CINCINNATI — LSI Industries Inc. announced the acquisition of privately held JSI Store Fixtures (“JSI”) from RFE Investment Partners for a cash purchase price of $90 million.
Maine-based JSI is a market-leading provider of retail commercial display solutions throughout North America. For more than 30 years, JSI has supplied major supermarket, convenience, and specialty store chains with branded display solutions focused on enhancing the customer experience and driving store revenue. Multi-year growth in demand for fresh foods, prepared “grab-and-go” meals, and evolving consumer purchasing habits have led to increased demand for JSI’s display fixtures across a deep base of established national accounts.
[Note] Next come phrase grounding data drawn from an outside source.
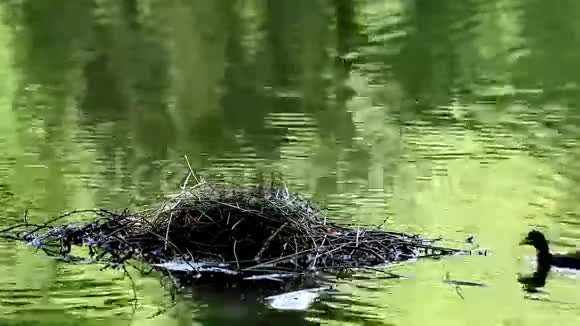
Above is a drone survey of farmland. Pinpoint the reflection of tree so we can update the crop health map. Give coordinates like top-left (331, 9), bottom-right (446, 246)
top-left (391, 0), bottom-right (480, 117)
top-left (221, 0), bottom-right (358, 159)
top-left (513, 0), bottom-right (580, 141)
top-left (5, 0), bottom-right (379, 198)
top-left (516, 0), bottom-right (580, 91)
top-left (6, 0), bottom-right (95, 212)
top-left (220, 0), bottom-right (286, 161)
top-left (513, 0), bottom-right (580, 221)
top-left (326, 0), bottom-right (359, 146)
top-left (12, 0), bottom-right (580, 197)
top-left (14, 0), bottom-right (580, 211)
top-left (79, 0), bottom-right (175, 201)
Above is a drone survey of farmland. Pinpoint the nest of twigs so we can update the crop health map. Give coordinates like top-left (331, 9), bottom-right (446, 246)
top-left (0, 177), bottom-right (474, 288)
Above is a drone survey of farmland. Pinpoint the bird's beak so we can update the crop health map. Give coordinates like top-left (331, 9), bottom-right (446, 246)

JSI’s solutions are designed, engineered, manufactured, and marketed from four facilities located throughout the United States and Canada.
“JSI is an established market leader within the retail display solutions industry, one whose history of growth and innovation, attractive margin profile and loyal customer following within the supermarket, convenience and specialty store verticals are highly complementary to LSI’s existing portfolio of lighting and graphics solutions,” stated James A. Clark, President and Chief Executive Officer.
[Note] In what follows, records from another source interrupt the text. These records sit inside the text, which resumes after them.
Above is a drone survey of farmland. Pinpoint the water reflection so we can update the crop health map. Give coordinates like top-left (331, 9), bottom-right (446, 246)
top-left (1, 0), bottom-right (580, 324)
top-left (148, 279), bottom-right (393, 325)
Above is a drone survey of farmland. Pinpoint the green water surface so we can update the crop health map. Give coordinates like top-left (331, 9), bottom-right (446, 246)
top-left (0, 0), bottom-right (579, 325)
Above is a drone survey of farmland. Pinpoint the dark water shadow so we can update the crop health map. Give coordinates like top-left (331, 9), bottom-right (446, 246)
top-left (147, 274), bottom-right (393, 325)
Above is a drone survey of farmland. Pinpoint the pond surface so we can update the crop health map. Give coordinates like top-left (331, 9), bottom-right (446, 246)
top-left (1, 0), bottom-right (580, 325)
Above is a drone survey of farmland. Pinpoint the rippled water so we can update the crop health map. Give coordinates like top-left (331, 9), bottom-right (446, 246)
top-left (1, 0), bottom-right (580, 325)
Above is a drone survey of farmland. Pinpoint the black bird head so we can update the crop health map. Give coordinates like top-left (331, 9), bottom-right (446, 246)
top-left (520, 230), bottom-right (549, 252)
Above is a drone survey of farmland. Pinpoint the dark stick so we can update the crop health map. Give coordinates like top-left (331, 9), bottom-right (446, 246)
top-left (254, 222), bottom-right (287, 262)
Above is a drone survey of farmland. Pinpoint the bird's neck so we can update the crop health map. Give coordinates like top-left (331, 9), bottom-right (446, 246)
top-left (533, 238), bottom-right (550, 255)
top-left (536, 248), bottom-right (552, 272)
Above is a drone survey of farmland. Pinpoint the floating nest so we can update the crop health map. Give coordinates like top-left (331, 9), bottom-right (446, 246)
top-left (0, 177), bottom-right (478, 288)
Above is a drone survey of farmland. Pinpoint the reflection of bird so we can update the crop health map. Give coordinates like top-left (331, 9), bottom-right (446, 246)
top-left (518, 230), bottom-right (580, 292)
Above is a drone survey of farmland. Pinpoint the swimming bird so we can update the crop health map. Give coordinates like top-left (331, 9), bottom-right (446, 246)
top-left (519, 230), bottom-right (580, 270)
“This acquisition will significantly increase LSI’s total addressable markets within the grocery and convenience store verticals, while driving meaningful revenue synergies across our combined product portfolio, consistent with our long-term strategic focus,” continued Clark. “At a commercial level, the combination of LSI’s graphics signage and JSI’s display fixtures businesses, together with our deep portfolio of lighting and program management solutions, will provide a compelling, one-stop value proposition for both new and existing customers.”
“Just as the combination of our lighting and graphics businesses led to the creation of a commercially successful, complementary product offering, the addition of JSI follows a similar template, one that positions us to further diversify our revenue and customer mix within higher-margin product markets,” continued Clark. “Pro-forma for the transaction, we remain on track to achieve $500 million in annual sales and $50 million in annual Adjusted EBITDA by year-end fiscal 2025.”
“We are excited to join the LSI family,” stated Terry Awalt, CEO of JSI. “Our shared commitment to product innovation, customer-centric relationships, performance excellence and profitable growth position LSI as an ideal partner to scale the JSI brand in the years ahead. Our established presence within the supermarket vertical, when combined with LSI’s leading position within the c-store vertical, create a compelling opportunity that we believe will result in significant, long-term revenue synergies for the combined businesses.”
FINANCIAL AND TRANSACTION OVERVIEW
JSI has a long-term track record of consistent financial execution, one characterized by sustained growth in revenue, operating income, adjusted EBITDA and free cash flow. In the full year calendar 2020, JSI reported total revenue and Adjusted EBITDA of approximately $70 million and $10 million, respectively, resulting in an Adjusted EBITDA margin in excess of LSI’s trailing twelve-month corporate average. Upon closing, the transaction will be immediately accretive to LSI on an adjusted earnings per share basis.
LSI funded the all-cash acquisition of JSI utilizing its existing cash balance and availability under its $100 million credit facility. At closing, LSI anticipates that its pro-forma ratio of net debt outstanding to trailing twelve month adjusted EBITDA will be approximately 2.6x. LSI intends to significantly reduce net leverage within the business during the first 24 months post-close, supported by anticipated growth in pro-forma free cash flow from the combined entities.
As part of the transaction, LSI will welcome JSI’s more than 300 employees to LSI, while retaining JSI’s experienced leadership, including founder and CEO Terry Awalt, together with each of its four facilities. Following the close of the transaction, JSI will remain an independent brand, given its established presence in the market. LSI anticipates JSI will become part of LSI’s graphics segment on a reporting basis, moving forward.
COMPELLING TRANSACTION RATIONALE
- Creates a diversified business of scale with meaningful cross-selling opportunities in growing vertical markets. The combination of LSI and JSI will create a leading, integrated provider of lighting and display solutions to the North American supermarket, convenience and specialty store channels. JSI’s established presence within the grocery channel, together with LSI’s market leadership position within the petroleum convenience store and QSR channels, are highly complementary, creating the potential for significant, multi-year revenue synergies.
- Provides compelling growth platform with established product portfolio and customer base. LSI estimates the North American remote refrigeration and fixtures market to be approximately $1.7 billion annually and growing. JSI is one of the largest food equipment companies in North America, with a diverse base of recurring, long-term customers, including Whole Foods, Kroger, Target, Albertsons, Ahold Delhaize and Sprouts, among others.
- Capitalizes on significant, multi-year investment cycle within the grocery vertical. The North American grocery industry is engaged in a multi-year investment cycle intended to drive incremental in-store traffic growth 38,000+ grocery stores in the U.S. representing $700 billion in annual sales. Increased investment in store remodels, evolving formats, cost-efficient energy-saving solutions and fresh grab-and-go options have driven increased customer appetite for aesthetically appealing, compliant refrigeration solutions and fixtures. LSI believes its time-on-site and share-of-wallet for its lighting and graphics solutions in the grocery vertical will be significantly enhanced by the acquisition of JSI.
- Transaction is immediately accretive to LSI’s adjusted earnings per share. JSI is expected to deliver meaningful adjusted earnings per share accretion to LSI in the first year after the close of the transaction, excluding acquisition-related revenue synergies. LSI anticipates a combination of continued, above-market revenue growth, together with significant opportunities for additional margin expansion, have the potential to support incremental accretion, over time.